Crema Finance – a concentrated liquidity market maker protocol on Solana – has frozen operations following an $8.7 million exploit. The hacker has since transferred the funds to another platform, but he and his gains are still being tracked.
Manipulating the Data
Crema published a Twitter thread on Sunday explaining the technicals of the situation. Saturday’s hack was executed by creating a fake ‘tick’ account – an account that stores price tick data in Crema.
Though Crema is designed with an owner check to verify legitimate tick accounts, the hacker was able to circumvent it. He reportedly “[wrote] the initialized tick address of the pool into the fake account.”

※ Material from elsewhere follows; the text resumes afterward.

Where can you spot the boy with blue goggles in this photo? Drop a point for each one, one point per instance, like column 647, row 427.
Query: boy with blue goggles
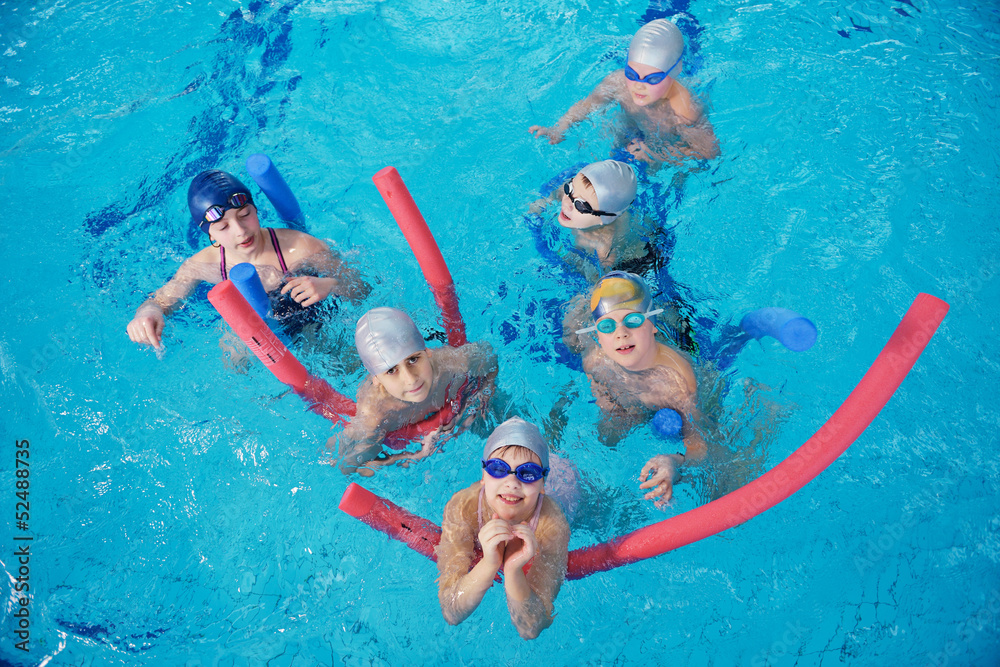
column 633, row 375
column 508, row 515
column 671, row 123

With the transaction confirmed, the hacker then sourced funds from the Solana lending protocol Solend through a flash loan. He used them to add liquidity to open positions on Crema. Last month, Solend was caught in a scandal whereby it deliberated seizing funds from a whale borrower nearing liquidation.
In this case, Solend was not impacted, and funds stored in the protocol are safe. However, the hacker was able to manipulate data in the tick account on Crema to extract massive fees from the pool. This spurred Crema to suspend the smart contract following the exploit.
“The hacker swapped the stolen fund into 69422.9SOL and 6,497,738 USDCet via Jupiter,” explained Crema. “The USDCet was then bridged to Ethereum network via Wormhole and swapped to 6064ETH via Uniswap after that.”
Tracking the Funds
Wormhole and other bridge services are frequently involved in Defi hacks. They either provide an avenue for thieves to cover their tracks or are themselves honeypots for massive thefts. So far, the first and third largest defi hacks ever involved blockchain bridges – one of which was Wormhole’s $320 million loss in February.
Nevertheless, Crema and its partners still have their eye on the hacker’s ill-gotten gains as they move around the blockchain. The hacker’s Ethereum and Solana addresses are already identified, and Crema continues to request comments from the hacker.
On Monday, Crema provided an update stating that it had identified the hacker’s Discord account. As the team works towards “detecting” his identity, it is also actively fixing technical vulnerabilities with its protocol. Crema’s contract will resume only after its investigation is complete, and a “resolvement plan” is developed.